There is no doubt, in Larry’s mind, as to the motivations of his customers. Whether the killing is done in self-defense, or as the result of some form of aggressive action, is irrelevant to him, the result is always the same, a sad dead motherfucker going to the morgue. Though he hates almost all of them for one reason or another, Larry makes no distinctions between his customers. As long as they are not convicted felons, and as long as he is legally allowed to sell them a firearm of some kind, be it a pistol, a rifle or a shotgun, be it revolver, single shot, or semi-auto easily converted to full auto, Larry will take their money and give them what they
want.
Once they leave his shop, what they do with the weapons is none of his business.

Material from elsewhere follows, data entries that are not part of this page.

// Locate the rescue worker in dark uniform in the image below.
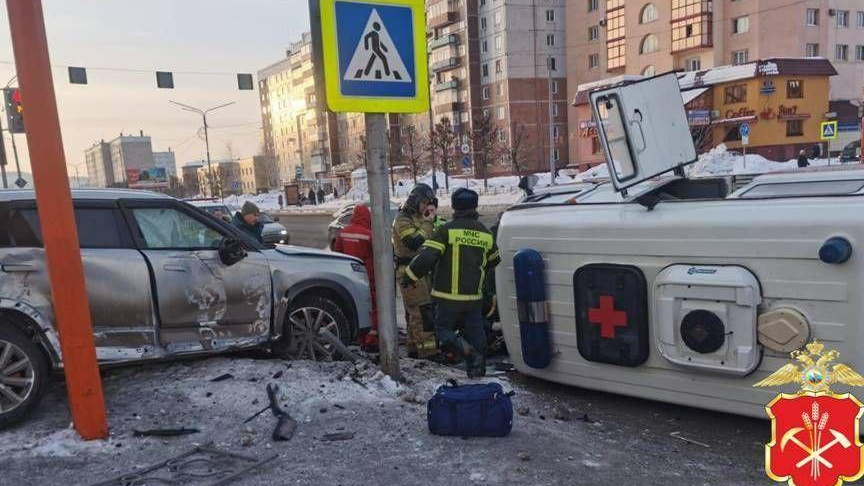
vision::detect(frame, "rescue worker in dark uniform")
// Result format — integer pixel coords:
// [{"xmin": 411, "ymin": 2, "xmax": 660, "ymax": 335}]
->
[
  {"xmin": 393, "ymin": 184, "xmax": 438, "ymax": 358},
  {"xmin": 403, "ymin": 188, "xmax": 501, "ymax": 378}
]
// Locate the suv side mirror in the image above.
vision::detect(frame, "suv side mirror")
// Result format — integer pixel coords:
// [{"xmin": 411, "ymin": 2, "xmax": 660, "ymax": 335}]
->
[{"xmin": 219, "ymin": 238, "xmax": 246, "ymax": 267}]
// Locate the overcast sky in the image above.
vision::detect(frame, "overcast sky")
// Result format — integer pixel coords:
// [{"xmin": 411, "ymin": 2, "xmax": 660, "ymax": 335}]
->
[{"xmin": 0, "ymin": 0, "xmax": 309, "ymax": 180}]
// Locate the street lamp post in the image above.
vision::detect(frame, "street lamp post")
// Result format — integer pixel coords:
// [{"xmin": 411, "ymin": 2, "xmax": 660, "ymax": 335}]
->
[{"xmin": 168, "ymin": 100, "xmax": 235, "ymax": 197}]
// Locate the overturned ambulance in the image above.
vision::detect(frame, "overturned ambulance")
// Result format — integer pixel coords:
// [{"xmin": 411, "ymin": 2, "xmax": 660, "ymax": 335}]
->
[{"xmin": 496, "ymin": 74, "xmax": 864, "ymax": 417}]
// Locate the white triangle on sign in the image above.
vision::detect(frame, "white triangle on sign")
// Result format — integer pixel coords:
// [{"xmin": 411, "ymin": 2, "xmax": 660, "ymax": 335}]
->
[{"xmin": 345, "ymin": 9, "xmax": 411, "ymax": 83}]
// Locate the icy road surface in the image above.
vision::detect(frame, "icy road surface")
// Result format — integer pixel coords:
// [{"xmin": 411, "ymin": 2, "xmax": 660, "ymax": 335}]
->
[{"xmin": 0, "ymin": 357, "xmax": 772, "ymax": 486}]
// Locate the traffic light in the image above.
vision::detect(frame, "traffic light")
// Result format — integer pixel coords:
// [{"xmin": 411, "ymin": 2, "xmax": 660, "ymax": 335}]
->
[{"xmin": 3, "ymin": 88, "xmax": 24, "ymax": 133}]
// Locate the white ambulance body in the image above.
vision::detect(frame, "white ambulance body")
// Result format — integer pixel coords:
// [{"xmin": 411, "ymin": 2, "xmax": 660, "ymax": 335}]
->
[{"xmin": 496, "ymin": 75, "xmax": 864, "ymax": 417}]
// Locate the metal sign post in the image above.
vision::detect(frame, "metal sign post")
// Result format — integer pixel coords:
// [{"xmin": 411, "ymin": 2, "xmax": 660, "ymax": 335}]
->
[
  {"xmin": 6, "ymin": 0, "xmax": 108, "ymax": 439},
  {"xmin": 309, "ymin": 0, "xmax": 429, "ymax": 380}
]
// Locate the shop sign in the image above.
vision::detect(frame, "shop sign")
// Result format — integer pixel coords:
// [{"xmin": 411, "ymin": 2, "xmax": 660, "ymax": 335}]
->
[{"xmin": 726, "ymin": 106, "xmax": 756, "ymax": 118}]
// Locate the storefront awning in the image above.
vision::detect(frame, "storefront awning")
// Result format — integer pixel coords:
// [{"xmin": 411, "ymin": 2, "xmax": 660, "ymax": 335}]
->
[{"xmin": 681, "ymin": 88, "xmax": 709, "ymax": 105}]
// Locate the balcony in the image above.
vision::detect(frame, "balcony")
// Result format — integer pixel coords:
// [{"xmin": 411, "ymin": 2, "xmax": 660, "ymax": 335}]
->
[
  {"xmin": 429, "ymin": 34, "xmax": 459, "ymax": 51},
  {"xmin": 435, "ymin": 78, "xmax": 459, "ymax": 92},
  {"xmin": 431, "ymin": 57, "xmax": 459, "ymax": 73},
  {"xmin": 429, "ymin": 12, "xmax": 459, "ymax": 29},
  {"xmin": 435, "ymin": 101, "xmax": 462, "ymax": 115}
]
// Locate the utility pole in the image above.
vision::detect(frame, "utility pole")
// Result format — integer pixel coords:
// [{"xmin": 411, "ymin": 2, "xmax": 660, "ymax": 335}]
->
[
  {"xmin": 0, "ymin": 117, "xmax": 9, "ymax": 189},
  {"xmin": 6, "ymin": 0, "xmax": 108, "ymax": 439},
  {"xmin": 366, "ymin": 113, "xmax": 400, "ymax": 381},
  {"xmin": 168, "ymin": 100, "xmax": 235, "ymax": 198},
  {"xmin": 546, "ymin": 54, "xmax": 555, "ymax": 186}
]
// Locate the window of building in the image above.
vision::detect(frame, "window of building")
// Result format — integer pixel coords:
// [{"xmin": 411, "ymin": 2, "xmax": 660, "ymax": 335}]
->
[
  {"xmin": 732, "ymin": 49, "xmax": 750, "ymax": 65},
  {"xmin": 639, "ymin": 34, "xmax": 658, "ymax": 54},
  {"xmin": 834, "ymin": 44, "xmax": 849, "ymax": 61},
  {"xmin": 684, "ymin": 57, "xmax": 702, "ymax": 71},
  {"xmin": 732, "ymin": 15, "xmax": 750, "ymax": 34},
  {"xmin": 786, "ymin": 79, "xmax": 804, "ymax": 98},
  {"xmin": 836, "ymin": 10, "xmax": 849, "ymax": 27},
  {"xmin": 725, "ymin": 84, "xmax": 747, "ymax": 105},
  {"xmin": 639, "ymin": 3, "xmax": 659, "ymax": 24},
  {"xmin": 786, "ymin": 120, "xmax": 804, "ymax": 137}
]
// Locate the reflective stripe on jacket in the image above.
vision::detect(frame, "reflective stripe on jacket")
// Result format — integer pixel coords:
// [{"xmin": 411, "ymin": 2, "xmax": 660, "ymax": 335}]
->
[{"xmin": 407, "ymin": 211, "xmax": 501, "ymax": 308}]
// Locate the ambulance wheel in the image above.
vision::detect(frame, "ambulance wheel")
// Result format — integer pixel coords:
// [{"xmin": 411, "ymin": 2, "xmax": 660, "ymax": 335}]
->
[
  {"xmin": 0, "ymin": 323, "xmax": 50, "ymax": 430},
  {"xmin": 273, "ymin": 295, "xmax": 351, "ymax": 361}
]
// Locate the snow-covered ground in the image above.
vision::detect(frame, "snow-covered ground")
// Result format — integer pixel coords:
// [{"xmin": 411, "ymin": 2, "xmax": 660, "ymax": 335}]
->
[
  {"xmin": 0, "ymin": 356, "xmax": 770, "ymax": 486},
  {"xmin": 219, "ymin": 144, "xmax": 852, "ymax": 213}
]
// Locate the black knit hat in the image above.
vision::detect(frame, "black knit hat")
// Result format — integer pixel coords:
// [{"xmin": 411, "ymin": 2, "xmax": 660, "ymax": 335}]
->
[{"xmin": 450, "ymin": 187, "xmax": 479, "ymax": 211}]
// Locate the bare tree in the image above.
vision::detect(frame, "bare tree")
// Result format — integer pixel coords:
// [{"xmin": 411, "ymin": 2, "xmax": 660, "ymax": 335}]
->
[
  {"xmin": 429, "ymin": 116, "xmax": 457, "ymax": 192},
  {"xmin": 507, "ymin": 123, "xmax": 530, "ymax": 176},
  {"xmin": 471, "ymin": 114, "xmax": 504, "ymax": 191},
  {"xmin": 402, "ymin": 125, "xmax": 424, "ymax": 184}
]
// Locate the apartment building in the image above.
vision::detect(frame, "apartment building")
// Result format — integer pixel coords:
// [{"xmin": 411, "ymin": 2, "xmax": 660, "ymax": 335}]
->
[
  {"xmin": 258, "ymin": 33, "xmax": 338, "ymax": 182},
  {"xmin": 566, "ymin": 0, "xmax": 864, "ymax": 164}
]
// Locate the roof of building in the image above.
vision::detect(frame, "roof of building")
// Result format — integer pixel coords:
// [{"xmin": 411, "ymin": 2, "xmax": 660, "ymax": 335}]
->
[
  {"xmin": 0, "ymin": 189, "xmax": 171, "ymax": 201},
  {"xmin": 572, "ymin": 57, "xmax": 837, "ymax": 106}
]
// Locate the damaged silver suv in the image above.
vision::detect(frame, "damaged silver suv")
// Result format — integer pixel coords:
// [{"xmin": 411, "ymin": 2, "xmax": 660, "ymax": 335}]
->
[{"xmin": 0, "ymin": 189, "xmax": 371, "ymax": 428}]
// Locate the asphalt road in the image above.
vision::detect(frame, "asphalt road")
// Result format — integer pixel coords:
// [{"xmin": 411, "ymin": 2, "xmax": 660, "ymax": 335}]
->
[{"xmin": 273, "ymin": 209, "xmax": 499, "ymax": 249}]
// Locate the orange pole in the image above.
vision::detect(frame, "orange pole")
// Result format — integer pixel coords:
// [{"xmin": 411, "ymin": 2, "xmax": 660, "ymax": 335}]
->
[{"xmin": 6, "ymin": 0, "xmax": 108, "ymax": 440}]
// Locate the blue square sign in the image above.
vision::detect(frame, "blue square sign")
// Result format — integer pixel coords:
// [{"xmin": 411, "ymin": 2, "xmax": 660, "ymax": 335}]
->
[{"xmin": 321, "ymin": 0, "xmax": 429, "ymax": 113}]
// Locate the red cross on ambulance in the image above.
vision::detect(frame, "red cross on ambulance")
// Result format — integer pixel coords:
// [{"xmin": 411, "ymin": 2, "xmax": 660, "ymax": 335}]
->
[{"xmin": 588, "ymin": 295, "xmax": 627, "ymax": 339}]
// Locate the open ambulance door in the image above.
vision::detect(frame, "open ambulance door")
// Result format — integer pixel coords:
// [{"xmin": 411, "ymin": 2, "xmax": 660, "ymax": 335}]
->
[{"xmin": 590, "ymin": 73, "xmax": 696, "ymax": 193}]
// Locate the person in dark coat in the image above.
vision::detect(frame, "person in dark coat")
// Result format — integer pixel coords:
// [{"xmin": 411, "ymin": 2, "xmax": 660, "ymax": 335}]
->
[
  {"xmin": 798, "ymin": 149, "xmax": 810, "ymax": 169},
  {"xmin": 231, "ymin": 201, "xmax": 264, "ymax": 243}
]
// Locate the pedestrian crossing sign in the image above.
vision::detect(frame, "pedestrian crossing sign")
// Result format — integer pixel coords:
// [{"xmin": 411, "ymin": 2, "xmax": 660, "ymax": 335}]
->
[
  {"xmin": 320, "ymin": 0, "xmax": 429, "ymax": 113},
  {"xmin": 820, "ymin": 121, "xmax": 837, "ymax": 140}
]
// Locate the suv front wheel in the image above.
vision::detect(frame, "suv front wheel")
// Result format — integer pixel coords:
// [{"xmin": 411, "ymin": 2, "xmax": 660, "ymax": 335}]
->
[
  {"xmin": 273, "ymin": 296, "xmax": 350, "ymax": 361},
  {"xmin": 0, "ymin": 323, "xmax": 49, "ymax": 429}
]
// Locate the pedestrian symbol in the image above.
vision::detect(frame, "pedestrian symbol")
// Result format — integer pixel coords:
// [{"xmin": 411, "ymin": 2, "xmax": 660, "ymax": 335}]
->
[
  {"xmin": 310, "ymin": 0, "xmax": 429, "ymax": 113},
  {"xmin": 820, "ymin": 121, "xmax": 837, "ymax": 140},
  {"xmin": 345, "ymin": 9, "xmax": 411, "ymax": 83}
]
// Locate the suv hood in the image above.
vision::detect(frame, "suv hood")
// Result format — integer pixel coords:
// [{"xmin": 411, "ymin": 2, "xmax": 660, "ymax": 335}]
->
[{"xmin": 276, "ymin": 245, "xmax": 363, "ymax": 263}]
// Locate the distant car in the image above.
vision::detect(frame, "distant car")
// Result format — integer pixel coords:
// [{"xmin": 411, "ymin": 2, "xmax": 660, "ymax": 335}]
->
[
  {"xmin": 327, "ymin": 200, "xmax": 399, "ymax": 248},
  {"xmin": 186, "ymin": 199, "xmax": 291, "ymax": 245},
  {"xmin": 840, "ymin": 140, "xmax": 861, "ymax": 164},
  {"xmin": 0, "ymin": 189, "xmax": 371, "ymax": 429}
]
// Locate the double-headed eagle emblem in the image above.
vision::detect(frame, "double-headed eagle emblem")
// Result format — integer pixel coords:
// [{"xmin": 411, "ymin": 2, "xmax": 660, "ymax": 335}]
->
[{"xmin": 753, "ymin": 341, "xmax": 864, "ymax": 393}]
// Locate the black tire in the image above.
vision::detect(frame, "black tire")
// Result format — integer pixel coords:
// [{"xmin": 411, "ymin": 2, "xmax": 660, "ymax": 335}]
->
[
  {"xmin": 0, "ymin": 323, "xmax": 51, "ymax": 430},
  {"xmin": 272, "ymin": 295, "xmax": 351, "ymax": 361}
]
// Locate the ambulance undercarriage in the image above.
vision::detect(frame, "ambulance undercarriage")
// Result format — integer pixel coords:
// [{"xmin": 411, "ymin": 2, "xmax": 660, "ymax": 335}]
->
[{"xmin": 496, "ymin": 75, "xmax": 864, "ymax": 417}]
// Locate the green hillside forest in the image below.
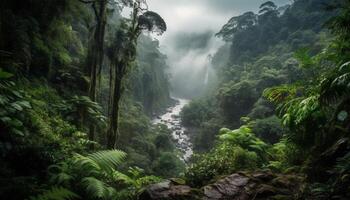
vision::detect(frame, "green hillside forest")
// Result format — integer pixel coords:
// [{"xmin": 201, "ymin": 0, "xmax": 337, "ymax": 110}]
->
[{"xmin": 0, "ymin": 0, "xmax": 350, "ymax": 200}]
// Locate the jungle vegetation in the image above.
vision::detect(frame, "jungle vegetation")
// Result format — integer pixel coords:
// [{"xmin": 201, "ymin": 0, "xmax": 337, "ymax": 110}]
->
[{"xmin": 0, "ymin": 0, "xmax": 350, "ymax": 200}]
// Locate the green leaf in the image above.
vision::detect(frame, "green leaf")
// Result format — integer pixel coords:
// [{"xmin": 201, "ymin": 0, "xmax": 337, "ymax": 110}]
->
[
  {"xmin": 0, "ymin": 68, "xmax": 13, "ymax": 79},
  {"xmin": 11, "ymin": 103, "xmax": 23, "ymax": 111}
]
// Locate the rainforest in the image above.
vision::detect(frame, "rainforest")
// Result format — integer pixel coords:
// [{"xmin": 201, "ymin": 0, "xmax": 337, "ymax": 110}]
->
[{"xmin": 0, "ymin": 0, "xmax": 350, "ymax": 200}]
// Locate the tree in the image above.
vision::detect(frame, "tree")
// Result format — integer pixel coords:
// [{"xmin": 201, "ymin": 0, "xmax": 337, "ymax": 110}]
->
[
  {"xmin": 107, "ymin": 0, "xmax": 167, "ymax": 148},
  {"xmin": 216, "ymin": 12, "xmax": 257, "ymax": 41}
]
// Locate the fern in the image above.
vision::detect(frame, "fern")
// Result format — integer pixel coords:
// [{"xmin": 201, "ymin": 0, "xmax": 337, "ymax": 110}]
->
[
  {"xmin": 86, "ymin": 150, "xmax": 126, "ymax": 172},
  {"xmin": 82, "ymin": 177, "xmax": 116, "ymax": 199},
  {"xmin": 30, "ymin": 187, "xmax": 79, "ymax": 200}
]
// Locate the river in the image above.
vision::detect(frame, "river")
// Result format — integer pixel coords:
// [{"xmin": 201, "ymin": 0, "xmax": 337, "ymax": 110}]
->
[{"xmin": 152, "ymin": 98, "xmax": 193, "ymax": 162}]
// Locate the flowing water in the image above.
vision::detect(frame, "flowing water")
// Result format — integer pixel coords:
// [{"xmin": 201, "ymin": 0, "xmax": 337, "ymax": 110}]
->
[{"xmin": 152, "ymin": 98, "xmax": 193, "ymax": 162}]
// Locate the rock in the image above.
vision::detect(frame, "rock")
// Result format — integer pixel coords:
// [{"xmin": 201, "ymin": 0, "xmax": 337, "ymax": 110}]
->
[
  {"xmin": 139, "ymin": 180, "xmax": 193, "ymax": 200},
  {"xmin": 140, "ymin": 171, "xmax": 304, "ymax": 200},
  {"xmin": 204, "ymin": 174, "xmax": 249, "ymax": 200}
]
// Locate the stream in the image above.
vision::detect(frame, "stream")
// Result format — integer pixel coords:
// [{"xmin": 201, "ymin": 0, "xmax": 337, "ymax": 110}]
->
[{"xmin": 152, "ymin": 98, "xmax": 193, "ymax": 162}]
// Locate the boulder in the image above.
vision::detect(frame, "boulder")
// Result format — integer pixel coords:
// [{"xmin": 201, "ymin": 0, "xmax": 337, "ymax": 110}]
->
[
  {"xmin": 140, "ymin": 171, "xmax": 304, "ymax": 200},
  {"xmin": 139, "ymin": 180, "xmax": 194, "ymax": 200}
]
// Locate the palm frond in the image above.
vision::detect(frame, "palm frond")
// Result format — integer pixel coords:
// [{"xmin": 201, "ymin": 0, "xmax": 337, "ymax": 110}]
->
[
  {"xmin": 30, "ymin": 187, "xmax": 79, "ymax": 200},
  {"xmin": 86, "ymin": 150, "xmax": 126, "ymax": 171},
  {"xmin": 82, "ymin": 177, "xmax": 116, "ymax": 199}
]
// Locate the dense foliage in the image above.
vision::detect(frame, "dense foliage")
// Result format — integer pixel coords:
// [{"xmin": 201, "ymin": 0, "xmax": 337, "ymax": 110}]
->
[
  {"xmin": 0, "ymin": 0, "xmax": 350, "ymax": 200},
  {"xmin": 182, "ymin": 0, "xmax": 350, "ymax": 199},
  {"xmin": 0, "ymin": 0, "xmax": 183, "ymax": 199}
]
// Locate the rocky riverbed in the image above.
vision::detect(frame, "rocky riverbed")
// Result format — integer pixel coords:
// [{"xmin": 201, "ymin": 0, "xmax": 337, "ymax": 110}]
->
[{"xmin": 152, "ymin": 98, "xmax": 193, "ymax": 161}]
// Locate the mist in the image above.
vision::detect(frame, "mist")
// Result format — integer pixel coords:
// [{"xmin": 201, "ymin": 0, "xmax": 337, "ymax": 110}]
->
[{"xmin": 148, "ymin": 0, "xmax": 290, "ymax": 98}]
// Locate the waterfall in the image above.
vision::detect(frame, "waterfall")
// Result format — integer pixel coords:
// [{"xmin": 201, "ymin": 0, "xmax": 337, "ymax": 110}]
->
[{"xmin": 204, "ymin": 65, "xmax": 209, "ymax": 86}]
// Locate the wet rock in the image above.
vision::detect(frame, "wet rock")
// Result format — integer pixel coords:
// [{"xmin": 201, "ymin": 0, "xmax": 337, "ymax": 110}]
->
[
  {"xmin": 141, "ymin": 172, "xmax": 304, "ymax": 200},
  {"xmin": 139, "ymin": 180, "xmax": 193, "ymax": 200}
]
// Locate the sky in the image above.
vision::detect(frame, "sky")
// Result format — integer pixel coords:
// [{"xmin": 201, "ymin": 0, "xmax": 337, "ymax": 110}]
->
[{"xmin": 143, "ymin": 0, "xmax": 291, "ymax": 97}]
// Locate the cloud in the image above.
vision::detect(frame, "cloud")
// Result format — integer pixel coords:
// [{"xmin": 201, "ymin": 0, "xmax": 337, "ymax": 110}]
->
[{"xmin": 147, "ymin": 0, "xmax": 290, "ymax": 97}]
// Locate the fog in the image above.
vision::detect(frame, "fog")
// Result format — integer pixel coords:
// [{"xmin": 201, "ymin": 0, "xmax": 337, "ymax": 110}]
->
[{"xmin": 147, "ymin": 0, "xmax": 290, "ymax": 98}]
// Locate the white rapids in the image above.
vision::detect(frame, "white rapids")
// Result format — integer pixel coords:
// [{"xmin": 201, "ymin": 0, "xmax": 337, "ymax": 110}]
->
[{"xmin": 152, "ymin": 98, "xmax": 193, "ymax": 162}]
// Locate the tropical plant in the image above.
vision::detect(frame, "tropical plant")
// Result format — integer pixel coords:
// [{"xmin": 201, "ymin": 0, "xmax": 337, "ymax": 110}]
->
[
  {"xmin": 30, "ymin": 187, "xmax": 79, "ymax": 200},
  {"xmin": 49, "ymin": 150, "xmax": 126, "ymax": 199}
]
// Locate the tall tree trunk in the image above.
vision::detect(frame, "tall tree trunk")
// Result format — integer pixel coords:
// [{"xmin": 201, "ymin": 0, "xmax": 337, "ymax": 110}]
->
[
  {"xmin": 107, "ymin": 61, "xmax": 125, "ymax": 149},
  {"xmin": 88, "ymin": 0, "xmax": 108, "ymax": 141}
]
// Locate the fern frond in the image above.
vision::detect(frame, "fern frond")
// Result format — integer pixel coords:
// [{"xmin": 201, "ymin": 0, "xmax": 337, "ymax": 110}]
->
[
  {"xmin": 87, "ymin": 150, "xmax": 126, "ymax": 172},
  {"xmin": 73, "ymin": 154, "xmax": 101, "ymax": 176},
  {"xmin": 30, "ymin": 187, "xmax": 79, "ymax": 200},
  {"xmin": 82, "ymin": 177, "xmax": 116, "ymax": 199}
]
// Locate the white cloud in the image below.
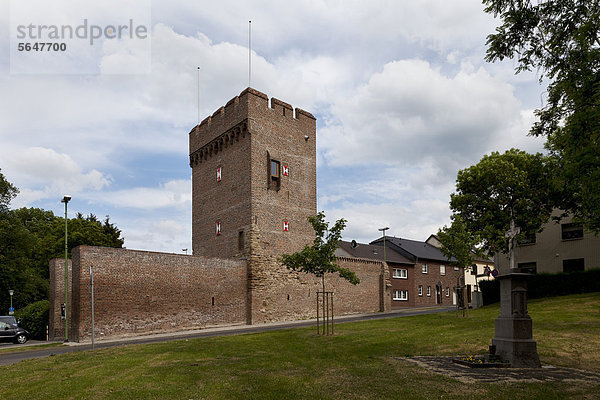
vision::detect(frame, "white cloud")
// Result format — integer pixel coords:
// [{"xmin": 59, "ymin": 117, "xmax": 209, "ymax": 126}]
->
[
  {"xmin": 1, "ymin": 147, "xmax": 111, "ymax": 206},
  {"xmin": 86, "ymin": 180, "xmax": 192, "ymax": 210}
]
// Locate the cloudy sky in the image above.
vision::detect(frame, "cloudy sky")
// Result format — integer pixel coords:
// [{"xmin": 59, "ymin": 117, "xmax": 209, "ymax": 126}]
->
[{"xmin": 0, "ymin": 0, "xmax": 544, "ymax": 253}]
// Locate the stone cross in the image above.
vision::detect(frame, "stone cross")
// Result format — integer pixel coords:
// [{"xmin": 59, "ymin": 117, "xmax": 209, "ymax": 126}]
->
[{"xmin": 504, "ymin": 219, "xmax": 521, "ymax": 270}]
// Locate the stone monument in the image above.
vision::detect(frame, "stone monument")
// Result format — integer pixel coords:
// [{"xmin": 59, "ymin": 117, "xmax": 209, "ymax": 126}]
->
[{"xmin": 492, "ymin": 220, "xmax": 541, "ymax": 368}]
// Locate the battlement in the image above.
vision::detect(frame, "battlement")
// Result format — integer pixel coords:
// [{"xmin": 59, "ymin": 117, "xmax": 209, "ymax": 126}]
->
[{"xmin": 189, "ymin": 87, "xmax": 316, "ymax": 135}]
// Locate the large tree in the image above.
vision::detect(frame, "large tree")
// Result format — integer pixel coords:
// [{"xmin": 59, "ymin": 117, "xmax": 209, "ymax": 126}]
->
[
  {"xmin": 437, "ymin": 215, "xmax": 481, "ymax": 268},
  {"xmin": 483, "ymin": 0, "xmax": 600, "ymax": 232},
  {"xmin": 450, "ymin": 149, "xmax": 553, "ymax": 253},
  {"xmin": 0, "ymin": 169, "xmax": 19, "ymax": 212}
]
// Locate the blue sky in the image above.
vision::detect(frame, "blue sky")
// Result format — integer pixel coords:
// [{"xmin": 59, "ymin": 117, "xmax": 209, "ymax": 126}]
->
[{"xmin": 0, "ymin": 0, "xmax": 545, "ymax": 253}]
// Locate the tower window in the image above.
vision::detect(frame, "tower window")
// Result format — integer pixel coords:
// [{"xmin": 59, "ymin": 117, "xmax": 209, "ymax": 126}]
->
[
  {"xmin": 238, "ymin": 231, "xmax": 245, "ymax": 251},
  {"xmin": 270, "ymin": 160, "xmax": 280, "ymax": 179}
]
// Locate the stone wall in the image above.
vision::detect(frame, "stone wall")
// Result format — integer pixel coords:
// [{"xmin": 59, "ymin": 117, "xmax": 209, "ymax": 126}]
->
[
  {"xmin": 50, "ymin": 246, "xmax": 391, "ymax": 342},
  {"xmin": 248, "ymin": 257, "xmax": 391, "ymax": 324},
  {"xmin": 51, "ymin": 246, "xmax": 247, "ymax": 341},
  {"xmin": 48, "ymin": 258, "xmax": 73, "ymax": 340}
]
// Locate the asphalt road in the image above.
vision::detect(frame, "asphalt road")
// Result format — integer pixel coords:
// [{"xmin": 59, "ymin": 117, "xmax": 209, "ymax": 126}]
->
[{"xmin": 0, "ymin": 307, "xmax": 454, "ymax": 366}]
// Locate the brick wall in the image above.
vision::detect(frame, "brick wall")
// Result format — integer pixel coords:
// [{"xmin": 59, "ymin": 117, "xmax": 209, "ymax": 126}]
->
[
  {"xmin": 63, "ymin": 246, "xmax": 247, "ymax": 341},
  {"xmin": 48, "ymin": 258, "xmax": 73, "ymax": 340},
  {"xmin": 414, "ymin": 260, "xmax": 456, "ymax": 307},
  {"xmin": 249, "ymin": 257, "xmax": 391, "ymax": 324}
]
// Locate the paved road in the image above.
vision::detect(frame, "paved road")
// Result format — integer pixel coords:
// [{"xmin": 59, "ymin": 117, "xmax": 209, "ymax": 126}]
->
[{"xmin": 0, "ymin": 307, "xmax": 454, "ymax": 366}]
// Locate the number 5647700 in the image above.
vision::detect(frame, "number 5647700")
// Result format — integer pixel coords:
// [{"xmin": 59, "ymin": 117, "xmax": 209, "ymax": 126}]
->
[{"xmin": 17, "ymin": 42, "xmax": 67, "ymax": 51}]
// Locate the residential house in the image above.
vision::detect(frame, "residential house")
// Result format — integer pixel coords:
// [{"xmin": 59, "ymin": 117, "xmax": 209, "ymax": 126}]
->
[
  {"xmin": 335, "ymin": 241, "xmax": 416, "ymax": 309},
  {"xmin": 370, "ymin": 236, "xmax": 460, "ymax": 307},
  {"xmin": 425, "ymin": 235, "xmax": 494, "ymax": 307},
  {"xmin": 495, "ymin": 210, "xmax": 600, "ymax": 274}
]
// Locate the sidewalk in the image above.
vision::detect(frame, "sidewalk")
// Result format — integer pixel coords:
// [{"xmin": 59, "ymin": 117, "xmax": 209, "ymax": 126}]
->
[
  {"xmin": 65, "ymin": 306, "xmax": 456, "ymax": 346},
  {"xmin": 0, "ymin": 306, "xmax": 455, "ymax": 350}
]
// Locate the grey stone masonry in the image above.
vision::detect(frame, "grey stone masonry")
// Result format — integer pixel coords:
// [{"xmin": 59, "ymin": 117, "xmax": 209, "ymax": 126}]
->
[{"xmin": 492, "ymin": 272, "xmax": 541, "ymax": 368}]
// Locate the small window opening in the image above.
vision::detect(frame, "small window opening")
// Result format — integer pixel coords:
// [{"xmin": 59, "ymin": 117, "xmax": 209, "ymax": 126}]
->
[{"xmin": 238, "ymin": 231, "xmax": 245, "ymax": 251}]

He knows, however, and takes a certain joy in the fact, that if used properly, the weapons will do their job, they will kill human beings, kill motherfuckers that he hates, rid the fucking world of them. He doesn’t care about their race, religion, gender or sexual orientation. He hates them all equally. He sells things that kill them.
She is twenty-six years old. She is originally from Indianapolis. She has lived in LA for nine months, she moved here to become a publicist, her family did not approve. Three weeks ago she was walking through a parking garage, it was late at night, she had been on a first date, she had had two glasses of wine with dinner. Her date had wanted to walk to her car, but she liked him, really liked him, he was a year older, an entertainment attorney, someone who wanted, like her, a career and later a family, and she knew if he walked to her car he would try to kiss her. She wanted to take it slowly, try to engage in as old-fashioned a dating process as possible. She said she’d be fine. He said he would call her. She smiled and said she looked forward to it. She walked away.
She had been in the garage many times, her office was down the street, it was in Santa Monica, which is a safe, wealthy, stable community. The garage was fairly empty. She took an elevator to the fourth floor. She got out and started walking towards her car, which was on the opposite side of the garage.
She immediately felt uneasy. She started walking more quickly something was wrong wrong she was suddenly terrified absolutely fucking terrified something was wrong. She was twenty feet from her car, fifteen, ten she reached for her keys ten feet away as she reached for her keys she was terrified. He stepped out from between two cars, came at her from behind, she was five feet away, her keys in her hand.